Several limitations must be acknowledged. The Centers for Disease Control and Prevention ² report that nearly 1 in 4 individuals with diabetes are undiagnosed. This study may underestimate the rate of patients with diabetes and/or of diabetes-related complications. Furthermore, a chronic metabolic syndrome such as diabetes, may present with comorbidities that extend beyond the acute complications used in this study, and would therefore be related to the alternative diagnosis, rather than being a direct acute complication of diabetes. For instance, congestive heart failure and cardiac arrythmias may be acute complications of COPD, a common comorbidity of diabetes.
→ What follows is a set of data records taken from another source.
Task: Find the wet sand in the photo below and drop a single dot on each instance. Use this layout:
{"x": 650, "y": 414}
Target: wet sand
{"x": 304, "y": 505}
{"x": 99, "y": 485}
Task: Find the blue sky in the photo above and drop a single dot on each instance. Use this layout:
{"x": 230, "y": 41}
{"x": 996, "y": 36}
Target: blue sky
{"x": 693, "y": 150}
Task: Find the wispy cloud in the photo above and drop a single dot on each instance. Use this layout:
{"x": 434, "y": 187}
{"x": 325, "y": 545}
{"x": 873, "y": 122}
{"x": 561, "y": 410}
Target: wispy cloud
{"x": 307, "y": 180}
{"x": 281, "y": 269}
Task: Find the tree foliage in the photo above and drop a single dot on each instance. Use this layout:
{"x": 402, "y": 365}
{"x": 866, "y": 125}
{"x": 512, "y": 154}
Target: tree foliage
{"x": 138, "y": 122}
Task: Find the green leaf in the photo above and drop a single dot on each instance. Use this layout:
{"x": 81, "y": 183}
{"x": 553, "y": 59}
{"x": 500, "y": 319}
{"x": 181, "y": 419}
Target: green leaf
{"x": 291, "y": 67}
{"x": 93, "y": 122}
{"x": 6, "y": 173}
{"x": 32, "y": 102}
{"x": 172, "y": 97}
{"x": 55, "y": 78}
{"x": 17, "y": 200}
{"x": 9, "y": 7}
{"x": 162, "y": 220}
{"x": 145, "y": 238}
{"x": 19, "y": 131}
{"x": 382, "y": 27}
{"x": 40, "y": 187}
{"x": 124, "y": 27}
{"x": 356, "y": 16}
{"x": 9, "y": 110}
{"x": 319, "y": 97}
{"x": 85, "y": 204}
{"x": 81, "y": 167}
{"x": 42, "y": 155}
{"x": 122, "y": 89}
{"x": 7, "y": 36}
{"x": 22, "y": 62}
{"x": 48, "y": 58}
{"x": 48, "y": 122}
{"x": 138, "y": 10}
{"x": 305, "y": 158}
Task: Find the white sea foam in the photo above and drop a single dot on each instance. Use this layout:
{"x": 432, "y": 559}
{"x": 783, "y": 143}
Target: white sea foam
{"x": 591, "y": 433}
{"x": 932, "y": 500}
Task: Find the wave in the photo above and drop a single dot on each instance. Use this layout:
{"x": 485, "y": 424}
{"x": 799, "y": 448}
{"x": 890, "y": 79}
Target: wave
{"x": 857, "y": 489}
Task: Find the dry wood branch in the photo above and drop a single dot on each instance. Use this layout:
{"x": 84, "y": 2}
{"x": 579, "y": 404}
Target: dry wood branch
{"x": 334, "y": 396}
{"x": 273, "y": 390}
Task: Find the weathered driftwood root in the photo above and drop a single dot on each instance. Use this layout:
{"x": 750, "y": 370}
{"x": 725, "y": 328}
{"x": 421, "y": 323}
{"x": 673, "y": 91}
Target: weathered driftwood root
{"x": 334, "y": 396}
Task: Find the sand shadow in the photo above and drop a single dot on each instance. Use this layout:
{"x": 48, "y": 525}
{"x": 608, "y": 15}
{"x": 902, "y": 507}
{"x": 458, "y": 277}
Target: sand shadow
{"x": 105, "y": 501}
Another limitation of note is an increase in awareness of abnormal blood glucose levels in 2015. In 2015, the U.S. Preventive Services Task Force (USPSTF) strongly suggested that the regulation of abnormal blood glucose levels serves as a benefit of early detection, and therefore treatment. ²⁶ This change in awareness may have led to improved documentation of abnormal blood glucose complications in the medical record, which could overestimate the effect observed in this study. Lastly, our study is limited to the state of Oregon, findings may not be generalizable to other states.

In conclusion, these results show a shift in abnormal blood glucose being diagnosed in primary care instead of inpatient/ED/UC post-Medicaid expansion. This study aligns with numerous other studies demonstrating the positive impact of the ACA on health outcomes.